When I say that I only feel comfortable with drugs in my system, I know the other women who attend the NUAA Women’s Well-being Group know exactly what I mean.
More than that, they are there to help me get beyond that, to build my self-confidence. This world is full of people who put you down, so you feel you can’t fulfil what you want in life. It’s amazing to find people who want you to feel good about yourself, to have goals and reach them.
At the women’s group, I am with women who get what I am trying to say, and respect my experiences and opinions. Because of that, I’ve been able to open up about things that bother me.
I started using at 17, had hep C by 18, and by 21 I was pregnant and on methadone, with my partner providing top-up. I was on and off methadone for several years and this last time, I’ve been on a program for 13 years. I’ve spent time in jail. I currently use ice and opioids.
There are people who would judge me based on that info. I’ve been lucky enough to find people who understand it and even respect it. They know that I can have that history and still care about my health and want to be the best person I can be. They know, because they share a lot of those experiences.
Being around people that get you is a powerful thing by itself. When you meet as a structured group, it’s also about safety. The group is led by women who are trained to help us stay focused as a group and move ahead as individuals.
An awesome team of a psychologist and a peer worker lead the group. They have given me many insights. For example, they have taught me not to imagine I know what other people are thinking about me – a really big one for me. I finally admit I’m not a mind reader!
I have been able to talk freely about all sorts of things that I’ve kept bottled up. Like that I often feel uncomfortable and allow myself to be intimidated by people more confident than I am. That I can’t say “no”. That, as a user, if something goes missing, I worry everyone thinks I took it. That I find it hard to take compliments and am suspicious of people’s motives.
I can talk about how uncomfortable I feel about people looking at the scars on my arms, slash marks I made to try and take some of the emotional pain away. I can tell them that when I did a Certificate at TAFE, I was so stressed at having to do a speech that, even though I was nearly finished the course, I left and never went back. And in talking about these things I own them, I am no longer ashamed of them, and I can change them.
What we women who attend the group have in common is that we all need self worth. We give each other support and confidence. I can talk about my stuff, get it out. Not only do I feel supported, it’s been good to find out about other women and realise I’m not the only one with issues.
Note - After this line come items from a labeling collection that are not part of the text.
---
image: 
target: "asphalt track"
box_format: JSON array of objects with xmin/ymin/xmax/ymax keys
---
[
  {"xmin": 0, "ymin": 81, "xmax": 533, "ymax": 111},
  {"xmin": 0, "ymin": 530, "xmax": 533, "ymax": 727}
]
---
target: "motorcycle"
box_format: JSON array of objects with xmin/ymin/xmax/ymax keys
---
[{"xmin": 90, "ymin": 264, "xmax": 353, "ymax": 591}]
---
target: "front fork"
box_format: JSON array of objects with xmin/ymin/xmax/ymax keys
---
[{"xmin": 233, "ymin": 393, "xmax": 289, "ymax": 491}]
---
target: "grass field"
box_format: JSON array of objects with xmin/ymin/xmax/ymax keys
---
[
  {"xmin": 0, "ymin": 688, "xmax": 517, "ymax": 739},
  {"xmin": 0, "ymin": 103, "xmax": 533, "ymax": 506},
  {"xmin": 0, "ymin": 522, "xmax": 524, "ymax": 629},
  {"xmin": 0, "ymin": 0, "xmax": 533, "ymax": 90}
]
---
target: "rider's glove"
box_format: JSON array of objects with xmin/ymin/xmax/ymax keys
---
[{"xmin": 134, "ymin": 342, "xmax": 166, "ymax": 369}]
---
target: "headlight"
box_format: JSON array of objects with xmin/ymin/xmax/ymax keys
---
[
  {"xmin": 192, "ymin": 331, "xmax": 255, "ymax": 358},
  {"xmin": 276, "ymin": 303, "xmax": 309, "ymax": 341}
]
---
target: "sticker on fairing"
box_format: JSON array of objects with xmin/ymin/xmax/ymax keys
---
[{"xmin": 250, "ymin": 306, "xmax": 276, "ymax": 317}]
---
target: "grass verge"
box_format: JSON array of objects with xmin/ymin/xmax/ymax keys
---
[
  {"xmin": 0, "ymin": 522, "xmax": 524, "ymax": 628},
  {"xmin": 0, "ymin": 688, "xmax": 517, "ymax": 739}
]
Since I started going to the group, things have changed for me. I’m finding it a lot easier to talk to people about my stuff, to open up and to trust. I feel more confident and I’ve learned how to talk myself up when my head is doing me in. My anxiety levels have gone down and I actually enjoy contributing to a conversation now.
I’d really recommend the group to anyone who has stuff they need to get out and don’t know who to talk to. Come and talk to me and my group of amazing women. We even have Tim Tams. You can’t get more of a welcome than that!